I attended last night's NY Video Meetup where HD Cloud, Mogulus, Boxee, and KickApps were showcasing various innovations. Each in detail:
- Mogulus - Demoed a very impressive live streaming product that was able to mix both an external video source and elemnts on the PC (such as a game, PowerPoint, etc). The feaure that seemed to wow the crowd was when the CEO demonstrated the ability to zoom into elements on the screen such as a chart in a presentation. The downside: Mogulus appears to use Adobe FMS for live streams, and it shows (quality/buffering/stalls, etc)
- Boxee - CEO and Co-Founder Avner demonstrated the Boxee interface and new partners in their API/ App Store program. During the Q&A section a Time Warner executive gave Avner a brief lecture on the as-is state of the industry relative to content rights. Avner listened to the comments and responded with a witty off topic "but broadband caps are mean."
- KickApps - Really impressive demo here (didn't catch the name of the demonstrator). They have created a WYSIWYG editor for video players; cool stuff.

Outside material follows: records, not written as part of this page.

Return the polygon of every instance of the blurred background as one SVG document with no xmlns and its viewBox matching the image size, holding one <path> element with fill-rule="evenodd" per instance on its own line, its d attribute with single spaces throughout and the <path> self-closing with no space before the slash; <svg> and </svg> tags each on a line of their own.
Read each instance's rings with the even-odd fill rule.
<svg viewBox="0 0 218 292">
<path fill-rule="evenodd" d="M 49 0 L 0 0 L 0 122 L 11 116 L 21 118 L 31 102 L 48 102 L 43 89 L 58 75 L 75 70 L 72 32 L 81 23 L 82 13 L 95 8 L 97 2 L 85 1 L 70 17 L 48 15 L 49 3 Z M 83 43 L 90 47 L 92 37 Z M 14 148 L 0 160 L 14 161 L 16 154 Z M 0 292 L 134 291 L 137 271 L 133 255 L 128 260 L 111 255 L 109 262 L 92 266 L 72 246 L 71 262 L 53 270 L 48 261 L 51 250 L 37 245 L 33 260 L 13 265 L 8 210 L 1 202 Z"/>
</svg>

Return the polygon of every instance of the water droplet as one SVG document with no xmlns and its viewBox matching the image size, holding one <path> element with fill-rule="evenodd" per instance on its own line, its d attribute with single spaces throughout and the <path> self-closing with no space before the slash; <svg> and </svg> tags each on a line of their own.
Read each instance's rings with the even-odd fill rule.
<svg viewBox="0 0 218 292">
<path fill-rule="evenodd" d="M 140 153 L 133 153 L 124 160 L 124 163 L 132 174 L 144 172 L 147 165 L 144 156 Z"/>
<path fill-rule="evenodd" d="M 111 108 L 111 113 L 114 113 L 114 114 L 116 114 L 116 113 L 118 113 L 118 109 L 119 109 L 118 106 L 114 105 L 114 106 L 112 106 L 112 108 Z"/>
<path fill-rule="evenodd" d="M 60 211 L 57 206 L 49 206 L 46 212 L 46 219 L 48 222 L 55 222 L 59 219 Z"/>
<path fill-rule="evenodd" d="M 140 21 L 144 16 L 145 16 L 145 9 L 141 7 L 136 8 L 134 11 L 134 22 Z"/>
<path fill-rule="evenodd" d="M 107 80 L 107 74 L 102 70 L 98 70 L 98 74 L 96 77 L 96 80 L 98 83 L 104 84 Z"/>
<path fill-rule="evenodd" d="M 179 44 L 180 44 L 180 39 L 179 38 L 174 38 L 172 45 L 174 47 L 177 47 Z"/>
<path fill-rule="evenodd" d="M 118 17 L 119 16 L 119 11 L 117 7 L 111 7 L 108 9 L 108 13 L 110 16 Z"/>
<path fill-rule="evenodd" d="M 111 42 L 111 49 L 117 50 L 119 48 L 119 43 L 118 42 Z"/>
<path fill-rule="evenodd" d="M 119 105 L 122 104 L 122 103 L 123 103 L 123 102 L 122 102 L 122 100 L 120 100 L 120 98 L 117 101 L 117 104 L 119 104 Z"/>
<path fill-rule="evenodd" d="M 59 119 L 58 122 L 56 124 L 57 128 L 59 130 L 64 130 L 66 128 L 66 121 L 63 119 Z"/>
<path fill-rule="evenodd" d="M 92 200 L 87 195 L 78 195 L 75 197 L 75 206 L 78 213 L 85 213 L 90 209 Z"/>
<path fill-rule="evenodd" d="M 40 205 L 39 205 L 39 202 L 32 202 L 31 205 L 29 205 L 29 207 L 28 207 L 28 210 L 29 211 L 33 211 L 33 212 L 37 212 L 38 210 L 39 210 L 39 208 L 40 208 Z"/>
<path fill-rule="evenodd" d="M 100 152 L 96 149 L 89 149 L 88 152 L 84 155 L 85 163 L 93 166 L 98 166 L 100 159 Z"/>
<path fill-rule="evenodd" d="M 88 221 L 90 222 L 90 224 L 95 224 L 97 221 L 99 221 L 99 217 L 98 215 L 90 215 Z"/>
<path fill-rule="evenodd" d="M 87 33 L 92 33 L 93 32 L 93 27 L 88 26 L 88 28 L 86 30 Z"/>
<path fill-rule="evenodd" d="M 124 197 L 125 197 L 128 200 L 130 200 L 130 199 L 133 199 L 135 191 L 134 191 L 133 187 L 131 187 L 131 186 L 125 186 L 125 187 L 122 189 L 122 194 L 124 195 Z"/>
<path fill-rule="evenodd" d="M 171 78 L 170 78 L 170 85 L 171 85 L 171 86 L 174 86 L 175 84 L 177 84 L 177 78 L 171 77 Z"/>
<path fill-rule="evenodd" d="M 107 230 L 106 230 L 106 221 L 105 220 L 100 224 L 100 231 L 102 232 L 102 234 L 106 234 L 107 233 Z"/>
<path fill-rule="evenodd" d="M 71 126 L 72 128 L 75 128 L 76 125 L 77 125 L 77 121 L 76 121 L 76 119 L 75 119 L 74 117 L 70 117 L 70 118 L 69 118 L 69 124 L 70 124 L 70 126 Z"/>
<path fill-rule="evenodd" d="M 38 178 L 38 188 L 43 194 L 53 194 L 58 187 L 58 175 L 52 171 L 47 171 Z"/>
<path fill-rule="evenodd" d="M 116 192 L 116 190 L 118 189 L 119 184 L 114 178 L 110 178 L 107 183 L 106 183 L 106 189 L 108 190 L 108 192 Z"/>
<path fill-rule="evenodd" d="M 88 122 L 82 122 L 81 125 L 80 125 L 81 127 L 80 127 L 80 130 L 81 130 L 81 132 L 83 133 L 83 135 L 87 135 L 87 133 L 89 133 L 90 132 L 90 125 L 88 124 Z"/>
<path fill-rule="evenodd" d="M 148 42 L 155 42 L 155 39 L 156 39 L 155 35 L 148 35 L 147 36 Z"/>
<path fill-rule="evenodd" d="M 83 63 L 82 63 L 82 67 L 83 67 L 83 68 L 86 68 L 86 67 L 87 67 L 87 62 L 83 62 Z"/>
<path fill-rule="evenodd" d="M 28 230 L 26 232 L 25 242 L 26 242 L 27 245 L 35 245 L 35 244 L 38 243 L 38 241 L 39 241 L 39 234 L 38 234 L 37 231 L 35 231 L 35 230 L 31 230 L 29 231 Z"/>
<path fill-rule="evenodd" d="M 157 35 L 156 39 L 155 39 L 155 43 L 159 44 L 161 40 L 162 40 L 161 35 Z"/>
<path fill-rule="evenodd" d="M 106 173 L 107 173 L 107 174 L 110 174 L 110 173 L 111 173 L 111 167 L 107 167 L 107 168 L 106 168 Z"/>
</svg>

The 4th company that presented at the event was
HD Cloud, an
Amazon Web Services based transcoding provider. The service utilizes EC2 to split a file into many parts and transcode across many Ec2 intances. In theory it seems like a good idea, but the details:
- Cost is $2 per GB transcoded
- Doesn't appear there is any IP what-so-ever; in fact anyone that has developers on staff could use FFMPEG or similar to do the same
- Security? The HD Cloud team said they anticipate handling high value content but they'll need to prove that they can secure the content outside of Amazon's existing model.
- File transfer today is done via. FTP; no Aspera or Signiant to speed AND secure delivery.
Doesn't look too good for HD Cloud, and at the prices they are charging for many it will be cheaper just to have a local transcode solution in their data center.